Job Recruitment Website - Social security inquiry - What's the difference between occupational insurance and social security?
What's the difference between occupational insurance and social security?
Employee social security is mainly aimed at employees who have jobs in cities. The types of insurance paid for employees' social security are different. The insurance paid by the company for employees includes: endowment insurance, unemployment insurance, medical insurance, work injury insurance, maternity insurance and housing accumulation fund. The proportion of payment is generally based on the employee's pre-tax salary.
Social security for residents, the only social security that urban registered residents can pay by themselves are pension insurance, medical insurance, unemployment insurance, work injury insurance, maternity insurance and housing accumulation fund, but residents cannot pay by themselves.
2. The retirement amount is different
The proportion of employees' social security contributions is generally based on employees' pre-tax wages. Personal account pension = personal account storage amount ÷ months; Basic pension = (average monthly salary of employees in the whole province in last year+average monthly payment salary indexed by myself) ÷2× payment period × 1% = average monthly salary of employees in the whole province in last year (1+ average payment index by myself) ÷2× payment period × 1%.

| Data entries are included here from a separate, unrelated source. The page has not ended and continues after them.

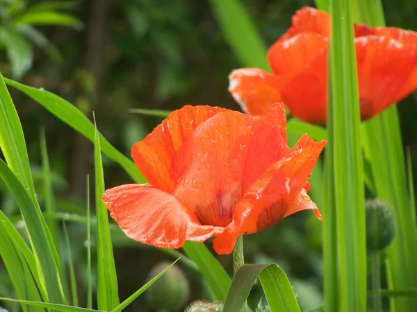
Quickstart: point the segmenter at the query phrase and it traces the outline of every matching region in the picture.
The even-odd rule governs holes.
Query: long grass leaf
[[[0,159],[0,178],[2,179],[13,194],[26,221],[28,232],[31,233],[35,250],[38,251],[42,274],[44,278],[45,288],[49,300],[52,302],[64,302],[62,286],[55,260],[49,248],[48,238],[44,231],[35,204],[23,185],[6,163]],[[43,220],[43,219],[42,219]]]
[[[93,310],[92,309],[79,308],[78,306],[65,306],[64,304],[51,304],[47,302],[40,302],[36,301],[19,300],[17,299],[0,297],[0,300],[19,302],[34,306],[40,306],[46,309],[52,309],[55,311],[62,312],[105,312],[101,310]]]
[[[339,311],[366,309],[363,159],[353,22],[350,0],[330,0],[332,145],[334,162]],[[330,208],[330,207],[329,207]],[[326,295],[327,295],[327,294]]]
[[[384,26],[382,3],[355,1],[361,8],[361,20],[370,26]],[[386,252],[387,279],[391,290],[417,285],[417,227],[414,199],[408,192],[407,168],[397,109],[393,106],[366,121],[362,128],[363,149],[371,164],[375,194],[392,207],[397,227],[400,230]],[[411,181],[409,181],[411,182]],[[412,194],[411,194],[412,195]],[[389,270],[388,270],[389,268]],[[406,312],[417,305],[417,296],[393,297],[391,308]]]
[[[110,311],[119,304],[117,277],[108,227],[108,214],[106,206],[101,202],[101,196],[104,193],[104,176],[100,137],[97,128],[95,129],[94,159],[97,214],[97,302],[99,309]]]
[[[276,264],[245,264],[236,272],[224,301],[223,312],[240,311],[259,277],[271,312],[300,312],[286,274]]]
[[[140,287],[138,291],[136,291],[134,293],[133,293],[131,295],[130,295],[126,300],[124,300],[123,302],[122,302],[120,304],[119,304],[117,306],[116,306],[115,309],[113,309],[111,311],[111,312],[120,312],[122,310],[123,310],[124,308],[126,308],[127,306],[129,306],[135,299],[136,299],[138,297],[139,297],[139,295],[140,295],[152,284],[154,284],[155,282],[155,281],[156,281],[156,279],[158,279],[166,271],[167,271],[170,269],[170,268],[171,268],[172,266],[174,266],[174,264],[175,264],[175,263],[178,260],[179,260],[179,259],[177,259],[177,260],[175,260],[174,262],[172,262],[172,263],[171,263],[170,266],[167,266],[165,269],[163,269],[162,271],[161,271],[159,273],[158,273],[156,275],[155,275],[155,277],[153,277],[149,281],[146,283],[145,285],[143,285],[142,287]]]
[[[47,91],[28,87],[10,79],[4,78],[4,80],[8,85],[25,93],[68,125],[92,142],[94,141],[94,125],[72,104]],[[134,164],[115,149],[101,135],[99,135],[99,137],[103,153],[110,159],[119,163],[135,181],[138,183],[144,182],[145,178]]]

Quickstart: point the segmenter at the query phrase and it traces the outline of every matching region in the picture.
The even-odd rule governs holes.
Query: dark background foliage
[[[31,6],[45,2],[0,0],[0,26],[10,26]],[[268,45],[286,31],[296,10],[313,5],[302,0],[242,3]],[[27,44],[20,47],[19,62],[32,62],[20,75],[13,72],[8,42],[0,32],[0,69],[5,76],[60,95],[89,117],[94,111],[100,131],[125,155],[161,121],[157,117],[129,112],[131,108],[173,110],[186,103],[206,103],[239,110],[227,92],[227,76],[241,64],[218,24],[210,1],[90,0],[70,3],[65,8],[65,14],[81,24],[36,26],[49,43],[40,47],[26,40]],[[6,14],[6,8],[13,5],[20,10]],[[389,25],[417,30],[415,1],[386,1],[384,5]],[[30,50],[28,55],[24,53],[26,50]],[[44,129],[58,209],[85,215],[85,177],[93,173],[92,144],[24,95],[11,92],[26,135],[40,200],[42,179],[36,173],[40,164],[40,130]],[[410,147],[412,155],[417,137],[416,103],[414,94],[398,106],[404,145]],[[131,182],[118,166],[104,161],[106,187]],[[4,192],[0,198],[1,209],[17,220],[13,200]],[[320,306],[322,300],[321,225],[312,215],[298,214],[268,231],[245,238],[247,260],[275,262],[283,267],[302,309]],[[85,301],[85,228],[82,224],[67,225],[79,293]],[[124,238],[120,232],[113,237],[120,299],[124,300],[146,282],[154,266],[172,259],[158,250]],[[230,257],[220,260],[231,269]],[[180,267],[192,290],[186,304],[206,297],[198,275]],[[10,281],[4,270],[1,272],[0,295],[11,296]],[[256,288],[253,297],[261,293]],[[126,311],[157,311],[150,307],[146,297],[140,297]]]

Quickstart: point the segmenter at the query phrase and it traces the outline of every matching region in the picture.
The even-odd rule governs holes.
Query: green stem
[[[245,264],[243,254],[243,237],[239,236],[236,239],[236,244],[233,249],[233,272],[236,275],[238,270]]]
[[[245,264],[245,255],[243,254],[243,236],[236,239],[236,244],[233,249],[233,272],[236,275],[239,269]],[[247,311],[247,302],[245,303],[241,312]]]
[[[370,254],[372,266],[372,288],[374,312],[382,311],[382,298],[381,296],[381,267],[379,252]]]

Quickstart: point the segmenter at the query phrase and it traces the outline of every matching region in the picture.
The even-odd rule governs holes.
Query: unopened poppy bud
[[[222,311],[223,304],[220,302],[196,300],[188,306],[186,312],[222,312]]]
[[[149,279],[161,272],[170,263],[161,262],[150,272]],[[190,296],[187,277],[177,266],[173,266],[147,290],[147,301],[158,310],[175,310],[184,306]]]
[[[387,204],[379,200],[367,200],[366,248],[370,252],[386,248],[395,235],[395,223]]]

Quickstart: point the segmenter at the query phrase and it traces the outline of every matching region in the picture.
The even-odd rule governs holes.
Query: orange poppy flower
[[[361,119],[368,119],[417,88],[417,33],[354,26]],[[291,114],[325,125],[330,16],[305,7],[268,51],[272,74],[258,69],[230,74],[229,90],[251,114],[284,101]]]
[[[219,254],[238,236],[311,209],[310,173],[325,144],[286,144],[282,104],[261,118],[210,106],[173,112],[132,148],[150,184],[106,191],[102,200],[126,236],[157,247],[214,236]]]

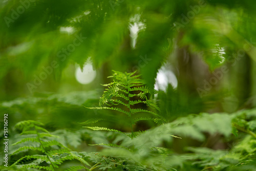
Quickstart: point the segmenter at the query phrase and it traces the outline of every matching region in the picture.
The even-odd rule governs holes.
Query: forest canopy
[[[254,170],[254,1],[0,3],[1,170]]]

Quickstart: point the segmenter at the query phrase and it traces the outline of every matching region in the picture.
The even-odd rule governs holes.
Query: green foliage
[[[13,145],[14,146],[20,144],[23,145],[14,152],[12,156],[29,150],[38,152],[39,154],[26,155],[15,161],[11,167],[15,166],[22,169],[34,168],[55,170],[56,168],[59,167],[58,165],[65,161],[75,159],[82,163],[83,168],[86,168],[86,165],[90,166],[77,153],[70,152],[69,148],[56,140],[49,139],[49,138],[57,137],[50,134],[47,130],[41,127],[43,125],[41,123],[32,120],[21,121],[16,124],[15,129],[22,130],[21,135],[35,135],[35,137],[25,138],[14,143]],[[76,170],[75,168],[79,169],[80,167],[72,167],[72,170]]]
[[[159,124],[165,121],[155,112],[136,108],[136,104],[145,104],[147,106],[159,110],[155,101],[148,99],[147,97],[151,91],[145,86],[145,82],[139,78],[140,75],[135,75],[136,71],[133,73],[125,72],[124,73],[115,71],[113,72],[113,76],[108,77],[108,78],[113,78],[113,82],[102,85],[107,87],[107,88],[100,99],[99,107],[87,108],[94,110],[108,109],[118,111],[126,115],[130,118],[132,134],[130,135],[126,133],[124,134],[131,138],[133,138],[135,136],[133,131],[133,125],[136,122],[140,120],[152,120]],[[111,106],[108,107],[104,105]],[[112,106],[116,106],[116,107]],[[137,115],[139,116],[137,114],[140,113],[150,114],[151,116],[158,118],[137,116]],[[91,119],[82,123],[95,123],[101,120],[102,119]],[[105,127],[89,126],[84,126],[84,127],[90,128],[93,130],[106,130],[122,133],[118,130]]]

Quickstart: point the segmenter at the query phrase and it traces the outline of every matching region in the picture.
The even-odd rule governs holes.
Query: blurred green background
[[[137,70],[161,91],[155,98],[168,122],[255,107],[252,0],[0,3],[0,111],[9,114],[11,133],[29,119],[77,130],[95,116],[129,131],[113,112],[82,106],[98,105],[112,70]]]

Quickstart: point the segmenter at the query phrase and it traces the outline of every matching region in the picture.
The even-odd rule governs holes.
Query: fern
[[[50,138],[56,138],[57,136],[51,135],[47,130],[41,127],[43,125],[41,123],[32,120],[24,121],[16,124],[15,128],[22,130],[20,135],[26,134],[32,136],[33,135],[31,135],[32,134],[35,135],[36,138],[25,138],[13,144],[13,145],[17,146],[20,144],[29,143],[28,144],[29,145],[25,145],[18,148],[11,155],[15,155],[28,150],[40,152],[40,153],[42,154],[26,155],[16,161],[11,167],[16,166],[22,169],[34,168],[55,170],[64,161],[73,160],[79,161],[83,165],[81,167],[83,168],[87,168],[86,165],[90,166],[90,165],[77,153],[70,152],[71,150],[69,148],[55,139],[48,140]],[[27,164],[21,164],[24,162],[27,163],[26,161],[30,162]],[[79,169],[81,167],[72,167],[70,169],[72,170],[76,170],[76,168]]]
[[[87,108],[90,109],[107,109],[114,110],[122,113],[129,117],[131,125],[131,135],[124,133],[124,134],[131,137],[132,139],[134,137],[133,130],[133,124],[141,120],[152,120],[158,124],[165,121],[160,115],[156,113],[148,111],[147,110],[140,108],[134,108],[136,104],[139,103],[144,103],[147,106],[153,109],[159,110],[155,102],[151,99],[148,99],[147,94],[150,92],[148,88],[145,86],[144,81],[139,78],[140,75],[135,75],[136,71],[132,73],[122,73],[113,71],[114,74],[108,78],[113,78],[113,81],[109,84],[102,84],[106,87],[103,94],[99,101],[99,107]],[[132,98],[137,97],[139,99],[132,100]],[[118,105],[121,104],[123,108],[120,108]],[[110,106],[109,107],[104,105]],[[133,107],[132,107],[133,106]],[[136,118],[134,116],[139,113],[147,113],[152,116],[156,118],[151,117],[150,118]],[[89,123],[98,121],[97,119],[88,120],[83,123]],[[84,126],[94,130],[106,130],[111,131],[119,132],[113,129],[107,128],[90,127]]]

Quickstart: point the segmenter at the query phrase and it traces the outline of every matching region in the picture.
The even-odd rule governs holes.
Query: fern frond
[[[133,123],[135,123],[141,120],[152,120],[158,125],[162,123],[164,121],[163,119],[160,118],[140,117],[133,119]]]
[[[131,151],[131,149],[129,149],[129,148],[128,148],[127,147],[124,147],[123,146],[118,145],[117,145],[117,144],[111,144],[111,143],[103,144],[103,143],[101,143],[101,144],[89,144],[89,145],[106,145],[106,146],[113,146],[113,147],[116,147],[122,148],[127,149],[129,151]]]
[[[71,166],[68,168],[67,168],[66,169],[65,169],[64,171],[76,171],[76,170],[81,170],[81,169],[86,169],[88,170],[91,170],[90,169],[89,169],[89,168],[86,167],[84,167],[84,166]]]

Residents' social security pension payment base is low, ranging from 100-3000 yuan. You can choose one of them to pay. Because the payment base is relatively low, the salary received after retirement is also relatively low.
First, social security.
Social security is the abbreviation of social insurance. It is a social and economic system that provides income or compensation for people who are unable to work, temporarily unemployed or suffer losses due to health reasons. It occupies a core position in the whole social security system, including pension insurance, medical insurance, maternity insurance, unemployment insurance and industrial injury insurance.
Endowment insurance, generally speaking, refers to the endowment insurance in social security, which is one of the five most important social insurances. However, the old-age insurance supports individuals to buy it separately, which means that you can buy it yourself without buying social security. As long as you are 18 years old and have paid for 15 years continuously, you can receive a pension when you reach the legal retirement age.
legal ground
Labor law of the people's Republic of China
Article 72 stipulates: "The social insurance fund shall determine the source of funds according to the types of insurance, and gradually implement social overall planning. Employers and workers must participate in social insurance and pay social insurance premiums according to law. Social security for residents is mainly aimed at children, the elderly, unemployed residents or freelancers with urban household registration but no work units.